I think that it is safe to say that the term Dionysian could be applied to Moondog, the central character, in the new film The Beach Bum. Moondog, played by Matthew McConaughey, practically admits to wanting to have a good time – all the time.

Moondog is resident of the relentlessly photogenic Florida Keys. In between his beach and beer-soaked revelries – and sometimes during them – he is a writer and apparently a talented one at that. But he has not produced much lately, seduced by a sun-drenched slacker lifestyle underwritten by his very wealthy wife with whom he has an open marriage. Very open.

For reasons I won’t divulge here, the good times come to an end and Moondog is cut off from his wife’s fortune until he completes a novel. In the midst of all of the turmoil, Moondog must deal with a problematic new son-in-law and is sentenced to rehab. He also briefly collaborates with a tour guide (a very funny Martin Lawrence) who specializes in taking tourists out on a boat to view dolphins. Things get dicey when the dolphins turn out to be sharks. In at least one moment in the movie, one is reminded of Shakespeare’s dictum that “These violent delights have violent ends.”

Based on what has been observed of his behavior, asking Moondog to write a novel would be like asking Errol Flynn to write a book in the midst of one of his riotous bacchanalias. Actually, McConaughey bears a certain resemblance to Flynn, and Flynn wrote an interesting and entertaining autobiography towards the end of his life – but I am digressing.

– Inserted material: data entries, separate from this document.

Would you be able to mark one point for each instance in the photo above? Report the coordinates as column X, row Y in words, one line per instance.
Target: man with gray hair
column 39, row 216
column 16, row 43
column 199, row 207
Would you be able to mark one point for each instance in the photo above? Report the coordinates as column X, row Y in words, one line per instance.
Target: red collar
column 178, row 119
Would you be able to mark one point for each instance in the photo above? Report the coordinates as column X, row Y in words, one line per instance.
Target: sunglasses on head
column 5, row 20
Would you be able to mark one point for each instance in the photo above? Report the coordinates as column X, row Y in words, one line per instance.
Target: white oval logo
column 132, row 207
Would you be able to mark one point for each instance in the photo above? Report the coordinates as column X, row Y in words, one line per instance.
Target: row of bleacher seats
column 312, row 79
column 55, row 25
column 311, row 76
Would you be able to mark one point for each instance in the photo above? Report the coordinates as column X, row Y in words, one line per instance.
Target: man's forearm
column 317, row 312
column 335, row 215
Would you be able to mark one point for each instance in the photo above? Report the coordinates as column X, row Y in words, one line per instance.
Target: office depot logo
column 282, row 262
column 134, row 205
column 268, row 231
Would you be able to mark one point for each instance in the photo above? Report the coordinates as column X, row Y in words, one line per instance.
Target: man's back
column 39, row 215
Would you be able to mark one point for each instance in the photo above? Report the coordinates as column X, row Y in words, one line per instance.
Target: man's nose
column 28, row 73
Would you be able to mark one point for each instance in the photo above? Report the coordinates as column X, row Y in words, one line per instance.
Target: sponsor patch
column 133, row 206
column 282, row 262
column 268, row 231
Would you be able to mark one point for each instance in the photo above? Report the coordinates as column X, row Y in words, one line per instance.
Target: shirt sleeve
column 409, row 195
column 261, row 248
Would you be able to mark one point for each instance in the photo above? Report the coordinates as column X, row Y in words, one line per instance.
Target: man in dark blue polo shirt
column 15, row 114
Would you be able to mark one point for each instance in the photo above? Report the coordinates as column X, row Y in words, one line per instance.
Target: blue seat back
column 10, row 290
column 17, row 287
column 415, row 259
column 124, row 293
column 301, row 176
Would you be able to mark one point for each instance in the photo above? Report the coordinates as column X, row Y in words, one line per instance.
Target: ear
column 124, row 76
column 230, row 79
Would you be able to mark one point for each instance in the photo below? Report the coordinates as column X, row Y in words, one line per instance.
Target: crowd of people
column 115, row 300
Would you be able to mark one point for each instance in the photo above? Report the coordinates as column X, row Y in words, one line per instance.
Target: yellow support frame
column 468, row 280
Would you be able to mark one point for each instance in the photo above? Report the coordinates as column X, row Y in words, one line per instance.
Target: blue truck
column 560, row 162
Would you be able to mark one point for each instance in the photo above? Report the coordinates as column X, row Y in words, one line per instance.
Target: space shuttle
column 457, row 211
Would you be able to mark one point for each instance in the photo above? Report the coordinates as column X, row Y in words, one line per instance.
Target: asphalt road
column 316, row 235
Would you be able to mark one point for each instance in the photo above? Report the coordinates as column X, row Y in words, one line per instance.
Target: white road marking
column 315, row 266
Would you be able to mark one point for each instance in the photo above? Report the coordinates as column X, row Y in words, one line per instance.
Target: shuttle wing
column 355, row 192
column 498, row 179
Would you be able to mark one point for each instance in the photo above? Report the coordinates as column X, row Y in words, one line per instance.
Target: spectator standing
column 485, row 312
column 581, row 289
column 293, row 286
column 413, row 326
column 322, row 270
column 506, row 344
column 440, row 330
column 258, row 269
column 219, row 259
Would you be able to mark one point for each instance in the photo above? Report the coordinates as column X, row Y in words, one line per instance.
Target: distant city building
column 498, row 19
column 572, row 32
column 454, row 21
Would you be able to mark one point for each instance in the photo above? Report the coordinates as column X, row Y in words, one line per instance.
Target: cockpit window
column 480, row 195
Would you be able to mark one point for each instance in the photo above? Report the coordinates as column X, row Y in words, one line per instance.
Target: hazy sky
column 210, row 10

At first, McConaughey’s relentless profanity-laced ribaldry may be off-putting, but the sheer unabashed nature of his exuberance and the actor’s native charm will probably win over many audience members. Towards the beginning of the film, Moondog mentions the word “civilization” with a clearly dismissive air. He clearly has no use for society’s normative conventions. He would have been completely at home in the 1960’s hippy counter-culture movement and some of the emotional energy of this film is reminiscent of Easy Rider. If you scratch deeply enough, the film might even be viewed as an example of the stereotype that many artists don’t live by society’s normal expectations and frankly flout them.

McConaughey is surrounded by a solid supporting cast which includes Jonah Hill, Isla Fisher, Snoop Dogg and Zac Efron. But after McConaughey, the star of the film is the wonderful cinematography of Benoit Debie. The shots of Florida beaches and sunsets are relentlessly and seductively appealing.

Directed by Harmony Korine, The Beach Bum is something of a celebration of the idea of seizing the moment to live vividly and find happiness. Though perhaps one wonders after watching The Beach Bum, where is the dividing line between happiness and hedonism?